Não tinha a mínima ideia do que estava fazendo ali, talvez aquelas duas ou três taças de vinho tenham tirado toda a minha noção de tempo e espaço. Ainda estava meio perdida quando senti segurarem firme a minha mão, era você. Um olá, um olhar e um beijo. Num estalo, já estava de volta a Terra e sabia exatamente o que havia me levado tão longe de tudo que conhecia. Naquele momento, você era o meu lugar, mesmo que só por uma noite. Meu porto seguro para fugir da loucura de mais uma noite perdida, numa dessas baladas regadas a vodca, minissaias e conversas vazias. Se for pra perder uma noite, que ao menos fosse contigo, para fazer valer à pena! A única certeza era que não tínhamos certeza de nada e mesmo que tudo parecesse tão vago, tão errado e tão fora do lugar, nada parecia tão certo quanto estar ali com você. Eu era pura sede e você era o último gole que eu precisava desesperadamente para me saciar. Embriagados ou não, seu gosto, seu cheiro e seu toque eram tudo o que eu queria e tudo o que precisava naquele momento. O meu vício, a minha loucura e a minha cura. Como aquela dose que diferencia o remédio do veneno.
Desejava por um fim naquela vontade que me acompanhava desde o dia em que te vi pela primeira vez, com aquele olhar doce de menino que me perseguiu em sonhos alegres por noites a fio e eu, com essa minha eterna mania de inventar amores, te pintei na minha mente com tantos tons e tantas cores quantas poderia imaginar com a minha aquarela encantada. Usei tinta guache, daquelas que saem na água para poder dar lugar à outra arte feita pela minha própria vontade quando assim julgar necessário. Desejei você para mim, mas você não é daquele tipo que pertence a alguém, somente a si mesmo. Alma leve, liberta de qualquer amarra do mundo. Desapegado de tudo que não te faz uma pessoa inteira. Não éramos os mesmos daquele primeiro encontro e, mesmo completamente diferentes, ainda esperava algum resquício daquela noite onde o amor me pareceu possível. Era o que eu imaginava, afinal, a noção do real passa a cem metros de distância quando a paixão insiste em cegar os meus olhos.
Depois de algumas horas, você se despiu de todos os teus disfarces e com todas as suas indefinições, se mostrou para mim. Dos seus casos mais quentes, dos quais se vangloriava, tentava encontrar uma pontinha de ciúmes no meu olhar para alimentar o seu ego. Teu cigarro não me incomodava mais. Nada disso me afetava, nem mesmo a sua insistência em construir uma barreira que me manteria a uma distancia, segura o bastante do seu coração, e isso parecia não surtir efeito algum sobre mim. O fato é que todas as suas histórias, inventadas ou não, te manteriam a salvo das minhas loucuras e você sabia disso, do mesmo modo como sabia que eu te queria mais que tudo no mundo.
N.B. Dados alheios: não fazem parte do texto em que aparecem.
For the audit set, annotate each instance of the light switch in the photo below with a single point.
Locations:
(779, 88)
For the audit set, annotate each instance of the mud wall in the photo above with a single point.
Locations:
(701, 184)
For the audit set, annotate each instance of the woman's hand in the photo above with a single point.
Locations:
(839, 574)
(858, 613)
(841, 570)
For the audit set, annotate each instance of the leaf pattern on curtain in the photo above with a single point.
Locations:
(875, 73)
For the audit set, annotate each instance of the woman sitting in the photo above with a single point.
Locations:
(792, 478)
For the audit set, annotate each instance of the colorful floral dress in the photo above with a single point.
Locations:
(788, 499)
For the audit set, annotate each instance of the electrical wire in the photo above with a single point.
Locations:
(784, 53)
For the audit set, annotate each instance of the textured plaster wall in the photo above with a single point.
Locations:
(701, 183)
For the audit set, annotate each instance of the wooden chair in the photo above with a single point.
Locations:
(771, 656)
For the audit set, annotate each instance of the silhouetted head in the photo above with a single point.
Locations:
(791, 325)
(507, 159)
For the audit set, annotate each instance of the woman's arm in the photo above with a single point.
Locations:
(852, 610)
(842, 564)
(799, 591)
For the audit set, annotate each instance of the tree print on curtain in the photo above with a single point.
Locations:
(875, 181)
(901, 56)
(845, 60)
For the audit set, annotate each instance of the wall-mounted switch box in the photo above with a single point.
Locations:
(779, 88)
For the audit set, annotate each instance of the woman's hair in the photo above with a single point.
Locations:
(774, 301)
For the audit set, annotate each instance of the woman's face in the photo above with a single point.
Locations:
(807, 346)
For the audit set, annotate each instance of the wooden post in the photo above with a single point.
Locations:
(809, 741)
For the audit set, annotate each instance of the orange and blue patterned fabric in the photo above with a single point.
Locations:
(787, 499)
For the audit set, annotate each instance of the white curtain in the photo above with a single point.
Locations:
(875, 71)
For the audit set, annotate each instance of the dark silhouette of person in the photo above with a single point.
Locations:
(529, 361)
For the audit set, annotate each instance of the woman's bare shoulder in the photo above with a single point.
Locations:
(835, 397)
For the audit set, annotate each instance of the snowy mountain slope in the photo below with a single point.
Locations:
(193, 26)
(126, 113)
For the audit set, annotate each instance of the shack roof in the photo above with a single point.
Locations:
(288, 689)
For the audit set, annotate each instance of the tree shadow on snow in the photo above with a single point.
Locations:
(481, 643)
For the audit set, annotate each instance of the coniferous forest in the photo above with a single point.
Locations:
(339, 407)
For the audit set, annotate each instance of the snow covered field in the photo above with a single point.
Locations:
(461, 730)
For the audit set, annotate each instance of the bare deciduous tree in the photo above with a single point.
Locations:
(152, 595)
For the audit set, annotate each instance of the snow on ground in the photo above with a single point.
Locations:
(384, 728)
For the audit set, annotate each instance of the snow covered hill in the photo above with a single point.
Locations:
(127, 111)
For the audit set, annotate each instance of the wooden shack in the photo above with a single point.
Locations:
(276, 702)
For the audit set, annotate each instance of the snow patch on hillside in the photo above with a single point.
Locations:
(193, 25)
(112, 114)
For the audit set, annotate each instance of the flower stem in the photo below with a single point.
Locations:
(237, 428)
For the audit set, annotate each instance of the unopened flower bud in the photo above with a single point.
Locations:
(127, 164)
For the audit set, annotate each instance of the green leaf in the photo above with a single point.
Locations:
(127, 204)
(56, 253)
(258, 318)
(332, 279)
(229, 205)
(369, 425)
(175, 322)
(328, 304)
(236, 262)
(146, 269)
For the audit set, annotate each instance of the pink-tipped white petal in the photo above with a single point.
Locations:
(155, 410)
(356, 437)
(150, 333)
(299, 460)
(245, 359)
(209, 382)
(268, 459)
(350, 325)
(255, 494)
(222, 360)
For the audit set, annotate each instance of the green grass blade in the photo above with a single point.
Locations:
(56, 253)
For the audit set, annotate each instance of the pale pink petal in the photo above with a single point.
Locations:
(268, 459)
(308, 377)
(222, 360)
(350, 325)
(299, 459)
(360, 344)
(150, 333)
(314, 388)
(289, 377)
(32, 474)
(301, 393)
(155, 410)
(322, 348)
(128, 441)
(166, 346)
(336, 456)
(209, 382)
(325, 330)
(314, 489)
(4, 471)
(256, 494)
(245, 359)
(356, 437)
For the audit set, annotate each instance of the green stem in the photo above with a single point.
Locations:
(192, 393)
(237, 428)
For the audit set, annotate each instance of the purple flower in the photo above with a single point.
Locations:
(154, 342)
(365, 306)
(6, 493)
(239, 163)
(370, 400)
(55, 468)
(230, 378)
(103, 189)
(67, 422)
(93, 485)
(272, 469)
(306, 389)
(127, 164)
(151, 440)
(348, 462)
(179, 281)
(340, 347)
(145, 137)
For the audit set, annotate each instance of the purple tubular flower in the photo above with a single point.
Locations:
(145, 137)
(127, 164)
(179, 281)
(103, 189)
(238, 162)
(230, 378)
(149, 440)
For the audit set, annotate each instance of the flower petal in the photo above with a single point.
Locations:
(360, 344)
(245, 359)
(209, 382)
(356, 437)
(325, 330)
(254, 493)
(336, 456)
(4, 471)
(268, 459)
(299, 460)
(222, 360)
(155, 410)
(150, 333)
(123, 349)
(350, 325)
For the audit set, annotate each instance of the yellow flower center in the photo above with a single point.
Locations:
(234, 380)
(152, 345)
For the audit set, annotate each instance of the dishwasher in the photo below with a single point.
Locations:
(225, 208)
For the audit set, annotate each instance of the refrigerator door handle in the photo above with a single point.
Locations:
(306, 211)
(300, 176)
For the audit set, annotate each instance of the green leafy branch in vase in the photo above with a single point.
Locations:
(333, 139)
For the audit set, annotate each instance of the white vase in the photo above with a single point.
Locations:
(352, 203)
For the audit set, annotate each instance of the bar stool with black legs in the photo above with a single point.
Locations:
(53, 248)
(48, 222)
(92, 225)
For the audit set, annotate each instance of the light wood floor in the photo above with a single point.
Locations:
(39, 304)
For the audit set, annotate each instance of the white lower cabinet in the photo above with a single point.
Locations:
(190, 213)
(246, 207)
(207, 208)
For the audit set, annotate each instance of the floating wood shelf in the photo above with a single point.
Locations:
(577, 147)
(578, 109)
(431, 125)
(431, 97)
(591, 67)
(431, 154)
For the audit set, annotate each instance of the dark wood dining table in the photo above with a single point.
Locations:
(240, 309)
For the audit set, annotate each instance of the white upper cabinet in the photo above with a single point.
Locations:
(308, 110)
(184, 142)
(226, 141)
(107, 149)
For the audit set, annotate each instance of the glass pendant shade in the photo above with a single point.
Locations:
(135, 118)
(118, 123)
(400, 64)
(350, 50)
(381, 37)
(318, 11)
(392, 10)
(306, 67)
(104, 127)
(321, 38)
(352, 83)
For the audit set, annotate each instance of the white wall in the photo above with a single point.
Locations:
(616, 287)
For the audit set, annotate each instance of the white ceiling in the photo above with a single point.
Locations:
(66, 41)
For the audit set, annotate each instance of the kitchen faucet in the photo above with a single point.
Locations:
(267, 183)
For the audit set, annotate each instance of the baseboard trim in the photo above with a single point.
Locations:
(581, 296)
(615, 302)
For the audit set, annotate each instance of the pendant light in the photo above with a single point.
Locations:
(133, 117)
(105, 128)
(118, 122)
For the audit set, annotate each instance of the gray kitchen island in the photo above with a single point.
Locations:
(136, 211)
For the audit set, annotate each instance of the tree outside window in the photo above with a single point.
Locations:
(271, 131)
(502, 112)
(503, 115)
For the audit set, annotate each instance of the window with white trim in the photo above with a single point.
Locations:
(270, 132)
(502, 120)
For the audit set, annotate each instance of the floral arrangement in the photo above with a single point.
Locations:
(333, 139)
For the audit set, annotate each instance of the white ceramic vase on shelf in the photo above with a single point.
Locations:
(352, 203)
E eu só conseguia pensar no aconchego que impediria os pesadelos de chegarem até mim, que eles fiquem lá fora e congelem no frio, pois aqui dentro só nós dois cabemos no meu sonho dourado, onde tudo parece possível. Naquele instante, meu sonho era bem modesto, desejava apenas que continuasse com os seus braços ao meu redor, e seu corpo bem perto do meu durante apenas uma noite em que todas as minhas necessidades se resumiam a cada respiração sua.
Garanto que pela manhã irei embora, Não deixarei nada de mim, além do meu perfume naquela camiseta velha emprestada, onde meu cheiro se misturava ao seu e alguns fios de cabelo espalhados para te lembrar de que já fui um de seus doces acasos em meio a tantos outros casos e que um dia, quem sabe, também seria parte de uma das suas histórias de amores inventados contadas em outra madrugada qualquer para alguma desavisada apaixonada. Comigo levarei aquele olhar que afasta e pede colo ao mesmo tempo, combinando perfeitamente com a sua a sua voz doce e rouca que invade, inunda o coração, por mais frio que ele possa parecer. São sensações que me pertencem e tudo que quero é que elas continuem vivas na minha mente. Quero mais é reviver você quantas vezes eu puder, mas por enquanto, permaneço nesse transe em meio sonho e meio realidade onde te tenho e não te tenho ao mesmo tempo. Tudo o que sei é que essa vontade vai passar antes mesmo que o desejo volte a corroer nossa mente.
Por fim, quando as palavras não saírem mais da minha boca, quando eu me perder em algum pensamento bobo de saudade, quando eu não souber mais o que falar, tudo poderá ser resumido naquele último olhar de adeus onde deixamos uma história pra levar só na memória. Porque algumas paixões e alguns amores foram feitos para serem vividos e não para serem eternos. Cada um em seu lugar.